Emmanuel Carrère o la información que perturba
En el año 2002, este escritor francés publica la novela El adversario, una pequeña obra maestra. Las apenas 120 páginas de la novela breve relatan la vida de Jean-Claude Romand, un célebre mentiroso que termina por asesinar a su esposa, hijos y padres cuando estos descubren sus constantes farsas. El personaje edificó su máscara desde los 18 años, haciéndose pasar por médico durante algunas décadas, malgastando el dinero que sus padres y suegros han ahorrado durante toda su vida en ciertas inversiones falsas; y, cuando es descubierto, prefiere asesinar a quienes tienen la certeza de sus imposturas. Carrèrre crea un lenguaje frontal que parodia al del periodismo, tratando de convencer al lector de que se encuentra frente a un testimonio que pone en duda las diferencias entre lo «real» y lo «imaginario».

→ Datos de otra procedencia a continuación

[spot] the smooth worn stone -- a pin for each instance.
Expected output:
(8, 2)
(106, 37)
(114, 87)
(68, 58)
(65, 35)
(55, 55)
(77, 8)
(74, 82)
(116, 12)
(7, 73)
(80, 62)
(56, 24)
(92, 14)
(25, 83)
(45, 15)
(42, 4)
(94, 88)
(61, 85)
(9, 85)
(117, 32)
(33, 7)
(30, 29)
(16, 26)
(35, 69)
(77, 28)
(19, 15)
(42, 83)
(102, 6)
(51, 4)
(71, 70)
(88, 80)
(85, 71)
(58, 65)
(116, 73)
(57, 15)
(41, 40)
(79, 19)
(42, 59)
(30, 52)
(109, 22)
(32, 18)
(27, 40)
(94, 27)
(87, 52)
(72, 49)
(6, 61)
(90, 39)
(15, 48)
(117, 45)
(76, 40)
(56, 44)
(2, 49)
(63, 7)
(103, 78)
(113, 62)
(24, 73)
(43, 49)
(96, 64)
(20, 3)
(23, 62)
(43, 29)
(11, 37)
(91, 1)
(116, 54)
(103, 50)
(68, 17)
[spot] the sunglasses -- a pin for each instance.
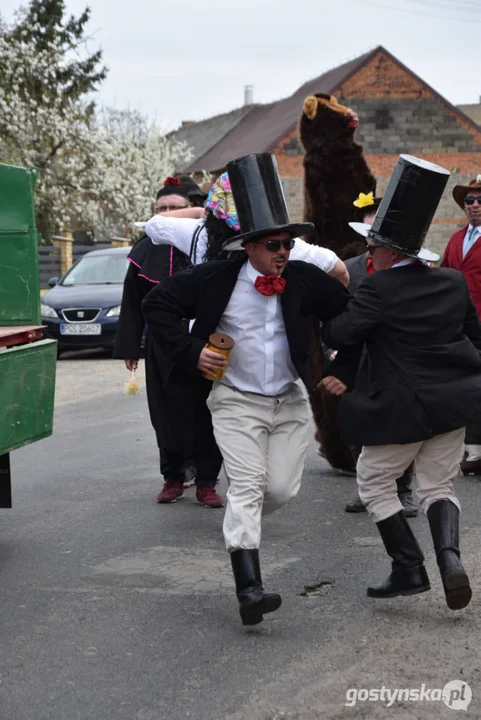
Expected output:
(275, 245)
(168, 208)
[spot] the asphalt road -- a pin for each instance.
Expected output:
(112, 606)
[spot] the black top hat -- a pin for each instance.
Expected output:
(259, 199)
(408, 206)
(191, 186)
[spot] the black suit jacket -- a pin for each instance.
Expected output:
(204, 292)
(421, 372)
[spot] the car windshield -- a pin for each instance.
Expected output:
(98, 270)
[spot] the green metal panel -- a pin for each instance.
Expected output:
(19, 276)
(27, 389)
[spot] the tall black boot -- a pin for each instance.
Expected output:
(443, 516)
(408, 575)
(253, 601)
(405, 492)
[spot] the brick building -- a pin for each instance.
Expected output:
(398, 113)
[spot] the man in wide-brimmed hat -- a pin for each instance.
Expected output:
(463, 253)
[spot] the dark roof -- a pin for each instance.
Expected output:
(258, 128)
(262, 126)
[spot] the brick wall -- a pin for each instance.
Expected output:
(398, 113)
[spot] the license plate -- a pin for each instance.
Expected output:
(81, 329)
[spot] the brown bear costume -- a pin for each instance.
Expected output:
(335, 172)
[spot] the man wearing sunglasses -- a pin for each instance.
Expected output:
(260, 409)
(463, 253)
(418, 384)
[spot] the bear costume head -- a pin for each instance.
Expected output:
(323, 116)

Durante todo el proceso de lectura, se debe volver al inicio para recordar que lo que se está leyendo es ficción. Poco a poco, se va presentando información que configura toda la psicología de este personaje que, de a poco, se va desbocando. Lo interesante de El adversario es la presentación del malhechor como un personaje cotidiano —no se trata de un psicópata ansioso de venganza, violencia y sangre—, que podría convivir en nuestras ciudades, que podría ser cualquiera de nuestros vecinos. Romand, según el relato de Carrère, es un tipo ordinario que, como único defecto, ostenta el arte de «mentir» —y, sobre todo, de mentirse a sí mismo— hasta las últimas consecuencias. De allí su elemento perturbador.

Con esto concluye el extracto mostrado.